Learning to say 'No, Minister'

Learning to say 'No, Minister'
Published 4 Sep 2009   Follow @SamRoggeveen

Is it a coincidence that this has emerged at around the same time as this? First:

The Howard government actively discouraged official advice on whether Australia should commit to the Iraq war and was given no such advice, senior public servants who ran the departments of Prime Minister and Cabinet, Foreign Affairs and Defence have revealed. The disclosures show the dominance of ministers in the Iraq war decision and their insistence that advice concern "how" to wage the war, not "whether" it was right for Australia.

And separately:

Public servants should not shy away from big ideas or be afraid to be bold, Prime Minister Kevin Rudd said...Mr Rudd wants "sweeping reform" in the shape of a long range blueprint for change on his desk by early next year..."As I have said before, we cannot afford a culture where the public service only tells the government what it wants to hear."

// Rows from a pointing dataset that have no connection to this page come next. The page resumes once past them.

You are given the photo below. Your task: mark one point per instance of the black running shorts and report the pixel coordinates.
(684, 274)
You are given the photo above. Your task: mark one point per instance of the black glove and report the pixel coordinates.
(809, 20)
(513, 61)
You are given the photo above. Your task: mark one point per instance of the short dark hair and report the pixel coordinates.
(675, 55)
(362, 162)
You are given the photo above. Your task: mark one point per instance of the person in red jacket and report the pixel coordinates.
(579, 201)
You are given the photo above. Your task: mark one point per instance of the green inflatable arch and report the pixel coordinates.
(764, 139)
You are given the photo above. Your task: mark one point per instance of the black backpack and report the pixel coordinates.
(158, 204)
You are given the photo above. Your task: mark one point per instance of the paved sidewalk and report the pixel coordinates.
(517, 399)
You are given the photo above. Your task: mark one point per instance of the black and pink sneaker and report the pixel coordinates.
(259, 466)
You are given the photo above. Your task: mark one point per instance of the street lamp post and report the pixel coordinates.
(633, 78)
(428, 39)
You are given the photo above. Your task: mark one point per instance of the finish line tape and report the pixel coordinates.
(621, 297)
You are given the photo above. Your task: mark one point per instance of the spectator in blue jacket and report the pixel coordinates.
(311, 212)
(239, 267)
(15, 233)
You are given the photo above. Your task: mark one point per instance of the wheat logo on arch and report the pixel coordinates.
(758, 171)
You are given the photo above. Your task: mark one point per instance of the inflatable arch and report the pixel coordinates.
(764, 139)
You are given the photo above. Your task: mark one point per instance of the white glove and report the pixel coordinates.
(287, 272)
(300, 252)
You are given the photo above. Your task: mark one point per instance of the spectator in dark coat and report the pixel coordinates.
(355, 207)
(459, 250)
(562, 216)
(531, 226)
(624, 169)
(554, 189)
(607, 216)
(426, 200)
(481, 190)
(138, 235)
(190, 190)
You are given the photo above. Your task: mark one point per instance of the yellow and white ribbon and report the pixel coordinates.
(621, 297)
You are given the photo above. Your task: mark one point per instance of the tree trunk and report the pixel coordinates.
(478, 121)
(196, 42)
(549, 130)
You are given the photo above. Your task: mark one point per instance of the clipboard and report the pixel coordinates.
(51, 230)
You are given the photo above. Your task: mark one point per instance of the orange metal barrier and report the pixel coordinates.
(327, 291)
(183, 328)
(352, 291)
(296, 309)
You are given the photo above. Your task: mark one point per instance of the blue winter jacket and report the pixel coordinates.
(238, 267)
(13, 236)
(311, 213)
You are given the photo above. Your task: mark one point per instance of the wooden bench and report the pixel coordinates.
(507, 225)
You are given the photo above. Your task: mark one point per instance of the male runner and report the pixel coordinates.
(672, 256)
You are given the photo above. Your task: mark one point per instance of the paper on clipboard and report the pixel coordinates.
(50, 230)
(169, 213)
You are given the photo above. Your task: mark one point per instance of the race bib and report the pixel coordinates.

Rudd's whole speech is worth a read. The calls for more long-range strategic thinking from the APS are welcome, as are suggestions for greater flow of experts between government and research institutions — although for think tanks, that carries dangers too.

The stuff about greater cohesion and espirit de corps in the APS sounds strangely like what Graeme Dobell wrote about in July, although Rudd's 'cohesion' and 'espirit de corps' sound much more benign than Graeme's 'centralisation' and 'amalgamation'.